Ah, that makes sense that Xen handles both.  I was repeating another
commit message's statement.  Oh, it looks like pci_msi_ignore_mask is
PV-specific.

Regards,
Jason

Roger Pau Monné Oct. 25, 2021, 12:58 p.m. UTC | #6

On Mon, Oct 25, 2021 at 12:53:31PM +0100, David Woodhouse wrote:
> On Mon, 2021-10-25 at 13:43 +0200, Roger Pau Monné wrote:
> > It's kind of optional for HVM guests, as it depends on
> > XENFEAT_hvm_pirqs, which sadly gets unconditionally set for HVM
> > guests, thus dropping any benefits from having hardware assisted APIC
> > virtualization or posted interrupts support.
> 
> Indeed. After implementing PIRQ support for Xen guests running under
> KVM, I spent a "happy" couple of days swearing at it because it
> actually *worked* if something would just *unmask* the f***ing MSI, but
> the guest inexplicably (to me) didn't do that.
> 
> Took me a while to work out that Xen itself is *snooping* on the MSI
> table writes even while they are *masked*, to capture the magic MSI
> message (with vector==0) which means it's actually a PIRQ# in the
> destination ID bits, and then magically unmask the MSI when the guest
> binds that PIRQ to an event channel.
> 
> I did not enjoy implementing that part.

I can see that. It's even better because none of this is actually
documented.

> FWIW the *guest* could potentlaly be smarter here and elect not to use
> PIRQs when hardware assisted vAPIC is present. Aren't there some bits
> in the CPUID that Xen advertises, which indicate that? 
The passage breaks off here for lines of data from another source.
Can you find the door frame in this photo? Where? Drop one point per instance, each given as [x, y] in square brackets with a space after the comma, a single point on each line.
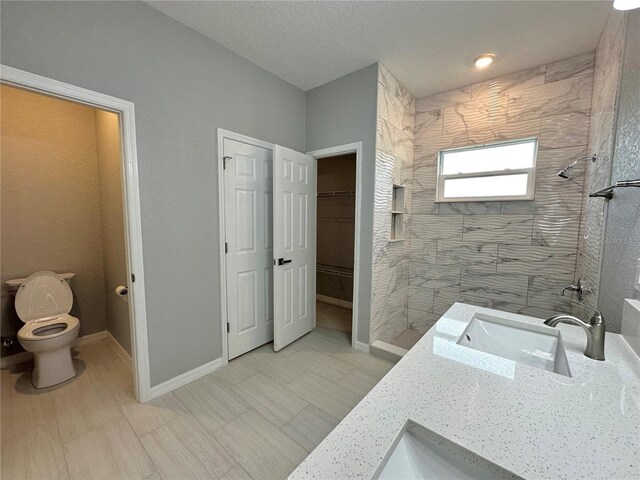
[131, 198]
[338, 150]
[238, 137]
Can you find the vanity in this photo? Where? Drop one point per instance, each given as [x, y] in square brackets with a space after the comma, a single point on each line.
[490, 394]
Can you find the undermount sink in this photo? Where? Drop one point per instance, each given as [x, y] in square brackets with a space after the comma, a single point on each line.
[419, 453]
[537, 346]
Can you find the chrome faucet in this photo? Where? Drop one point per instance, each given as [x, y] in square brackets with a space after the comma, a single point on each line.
[595, 330]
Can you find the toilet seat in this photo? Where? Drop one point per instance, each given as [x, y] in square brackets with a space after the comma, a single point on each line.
[43, 296]
[36, 330]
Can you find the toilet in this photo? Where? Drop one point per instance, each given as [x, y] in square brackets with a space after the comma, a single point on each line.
[43, 302]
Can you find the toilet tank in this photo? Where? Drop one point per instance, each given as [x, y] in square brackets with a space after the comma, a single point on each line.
[16, 282]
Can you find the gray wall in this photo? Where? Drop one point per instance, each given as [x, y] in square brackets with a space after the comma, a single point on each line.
[114, 249]
[344, 111]
[622, 232]
[184, 86]
[50, 203]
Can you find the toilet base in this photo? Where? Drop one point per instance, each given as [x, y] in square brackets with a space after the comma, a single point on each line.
[51, 368]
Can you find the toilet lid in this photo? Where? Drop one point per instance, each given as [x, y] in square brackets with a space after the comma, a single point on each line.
[43, 295]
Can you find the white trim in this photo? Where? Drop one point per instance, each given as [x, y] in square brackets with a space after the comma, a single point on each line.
[222, 134]
[187, 377]
[25, 356]
[333, 152]
[529, 171]
[133, 222]
[122, 353]
[92, 337]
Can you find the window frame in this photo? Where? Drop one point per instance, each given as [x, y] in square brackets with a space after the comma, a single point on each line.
[530, 171]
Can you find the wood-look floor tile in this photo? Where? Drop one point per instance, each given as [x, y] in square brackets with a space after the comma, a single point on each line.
[310, 427]
[83, 405]
[237, 473]
[259, 447]
[145, 417]
[276, 366]
[359, 382]
[324, 365]
[328, 396]
[185, 449]
[318, 343]
[35, 454]
[373, 365]
[211, 402]
[22, 412]
[235, 371]
[269, 399]
[111, 451]
[336, 336]
[106, 364]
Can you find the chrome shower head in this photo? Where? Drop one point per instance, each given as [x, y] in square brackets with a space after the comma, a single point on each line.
[564, 173]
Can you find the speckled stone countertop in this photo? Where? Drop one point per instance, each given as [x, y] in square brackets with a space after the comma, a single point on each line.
[533, 423]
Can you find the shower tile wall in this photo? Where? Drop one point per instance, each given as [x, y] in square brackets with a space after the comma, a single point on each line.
[513, 256]
[394, 165]
[601, 141]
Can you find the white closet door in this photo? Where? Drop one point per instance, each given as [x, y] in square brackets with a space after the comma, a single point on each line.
[294, 247]
[248, 177]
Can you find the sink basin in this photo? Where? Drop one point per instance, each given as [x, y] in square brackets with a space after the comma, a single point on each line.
[537, 346]
[419, 453]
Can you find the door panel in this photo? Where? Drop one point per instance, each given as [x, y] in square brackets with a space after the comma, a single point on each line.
[294, 216]
[249, 260]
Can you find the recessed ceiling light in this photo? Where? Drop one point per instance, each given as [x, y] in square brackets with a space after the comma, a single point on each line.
[626, 4]
[483, 61]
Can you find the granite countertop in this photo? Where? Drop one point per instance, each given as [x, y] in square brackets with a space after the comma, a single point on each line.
[533, 423]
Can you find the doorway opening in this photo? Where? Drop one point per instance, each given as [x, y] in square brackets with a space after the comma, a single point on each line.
[335, 241]
[112, 204]
[62, 211]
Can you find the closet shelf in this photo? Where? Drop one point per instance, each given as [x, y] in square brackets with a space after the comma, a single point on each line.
[608, 192]
[333, 270]
[337, 193]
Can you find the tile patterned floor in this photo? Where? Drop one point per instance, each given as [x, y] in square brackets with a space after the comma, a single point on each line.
[333, 317]
[407, 339]
[256, 418]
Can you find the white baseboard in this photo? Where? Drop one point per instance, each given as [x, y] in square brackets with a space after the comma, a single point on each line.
[25, 356]
[187, 377]
[93, 337]
[361, 347]
[122, 353]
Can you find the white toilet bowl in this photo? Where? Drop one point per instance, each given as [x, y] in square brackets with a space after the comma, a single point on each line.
[43, 302]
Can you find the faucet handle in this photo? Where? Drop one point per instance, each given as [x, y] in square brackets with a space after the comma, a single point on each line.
[597, 318]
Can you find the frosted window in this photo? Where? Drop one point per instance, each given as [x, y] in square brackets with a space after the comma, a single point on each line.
[499, 171]
[496, 158]
[505, 185]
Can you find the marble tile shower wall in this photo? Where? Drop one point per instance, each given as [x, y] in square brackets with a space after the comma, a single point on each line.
[608, 66]
[513, 256]
[394, 165]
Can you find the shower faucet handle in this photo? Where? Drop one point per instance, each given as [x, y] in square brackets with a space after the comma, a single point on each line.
[580, 288]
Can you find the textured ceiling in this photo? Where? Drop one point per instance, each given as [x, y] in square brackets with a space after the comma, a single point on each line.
[428, 46]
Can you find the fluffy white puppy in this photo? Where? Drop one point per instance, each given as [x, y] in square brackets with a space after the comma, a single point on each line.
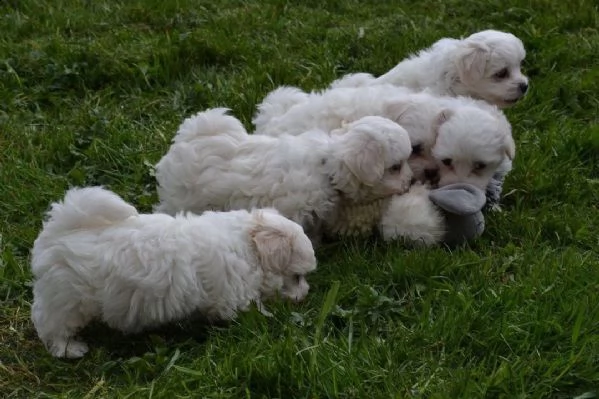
[413, 217]
[456, 139]
[485, 65]
[213, 164]
[97, 257]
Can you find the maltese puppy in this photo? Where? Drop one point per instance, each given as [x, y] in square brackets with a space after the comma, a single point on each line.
[486, 65]
[454, 139]
[214, 164]
[97, 257]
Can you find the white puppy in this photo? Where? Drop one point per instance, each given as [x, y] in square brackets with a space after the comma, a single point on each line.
[96, 257]
[485, 65]
[213, 164]
[463, 139]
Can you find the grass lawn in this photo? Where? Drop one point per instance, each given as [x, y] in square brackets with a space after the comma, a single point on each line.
[91, 92]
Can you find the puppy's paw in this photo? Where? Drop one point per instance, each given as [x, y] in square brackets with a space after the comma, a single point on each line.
[70, 349]
[262, 309]
[496, 208]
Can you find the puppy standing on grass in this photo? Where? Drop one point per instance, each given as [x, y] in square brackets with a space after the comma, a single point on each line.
[213, 164]
[97, 257]
[486, 65]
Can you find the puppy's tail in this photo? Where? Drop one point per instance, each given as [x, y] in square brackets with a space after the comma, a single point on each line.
[87, 207]
[277, 103]
[213, 122]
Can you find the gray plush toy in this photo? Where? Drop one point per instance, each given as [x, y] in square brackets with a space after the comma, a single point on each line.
[462, 207]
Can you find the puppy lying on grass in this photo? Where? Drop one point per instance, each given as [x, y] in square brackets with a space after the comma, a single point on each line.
[486, 65]
[98, 258]
[214, 164]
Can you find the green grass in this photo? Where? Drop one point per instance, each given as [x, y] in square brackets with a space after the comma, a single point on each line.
[91, 92]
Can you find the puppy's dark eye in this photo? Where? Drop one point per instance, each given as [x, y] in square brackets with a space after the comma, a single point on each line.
[395, 168]
[417, 149]
[479, 166]
[502, 74]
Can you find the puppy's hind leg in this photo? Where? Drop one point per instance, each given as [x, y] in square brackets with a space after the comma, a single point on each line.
[57, 316]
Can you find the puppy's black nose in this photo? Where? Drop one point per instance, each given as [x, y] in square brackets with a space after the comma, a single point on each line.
[431, 174]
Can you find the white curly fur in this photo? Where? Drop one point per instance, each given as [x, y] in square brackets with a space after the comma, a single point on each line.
[97, 257]
[213, 164]
[414, 218]
[473, 134]
[485, 65]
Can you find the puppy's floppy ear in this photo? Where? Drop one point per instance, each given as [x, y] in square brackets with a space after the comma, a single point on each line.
[343, 129]
[273, 244]
[510, 147]
[440, 119]
[363, 156]
[395, 108]
[472, 61]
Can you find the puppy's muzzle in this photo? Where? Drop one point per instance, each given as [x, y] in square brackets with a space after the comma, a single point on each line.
[432, 175]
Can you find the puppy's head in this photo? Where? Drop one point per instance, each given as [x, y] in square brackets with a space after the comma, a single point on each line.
[471, 145]
[285, 254]
[372, 157]
[420, 125]
[488, 67]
Yes, it's in leaf 0x40000x04. FWIW, I would also be fine with removing
XENFEAT_hvm_pirqs, as I don't think diverging from the hardware
specifications gives us much benefit. We avoid a couple of vm exits
for sure, but the cost of having all those modifications in guest
OSes is not worth it.

Roger.

David Woodhouse Oct. 25, 2021, 1:02 p.m. UTC | #7

On Mon, 2021-10-25 at 14:58 +0200, Roger Pau Monné wrote:
> On Mon, Oct 25, 2021 at 12:53:31PM +0100, David Woodhouse wrote:
> > On Mon, 2021-10-25 at 13:43 +0200, Roger Pau Monné wrote:
> > > It's kind of optional for HVM guests, as it depends on
> > > XENFEAT_hvm_pirqs, which sadly gets unconditionally set for HVM
> > > guests, thus dropping any benefits from having hardware assisted APIC
> > > virtualization or posted interrupts support.
> > 
> > Indeed. After implementing PIRQ support for Xen guests running under
> > KVM, I spent a "happy" couple of days swearing at it because it
> > actually *worked* if something would just *unmask* the f***ing MSI, but
> > the guest inexplicably (to me) didn't do that.
> > 
> > Took me a while to work out that Xen itself is *snooping* on the MSI
> > table writes even while they are *masked*, to capture the magic MSI
> > message (with vector==0) which means it's actually a PIRQ# in the
> > destination ID bits, and then magically unmask the MSI when the guest
> > binds that PIRQ to an event channel.
> > 
> > I did not enjoy implementing that part.
> 
> I can see that. It's even better because none of this is actually
> documented.

Indeed. I still haven't worked out if/how Xen actually *masks* the
corresponding MSI-X again. It can't do so when the evtchn is masked,
since that's just a bit in the shinfo page. So while the evtchn is
masked, the MSI can still be screaming into the void?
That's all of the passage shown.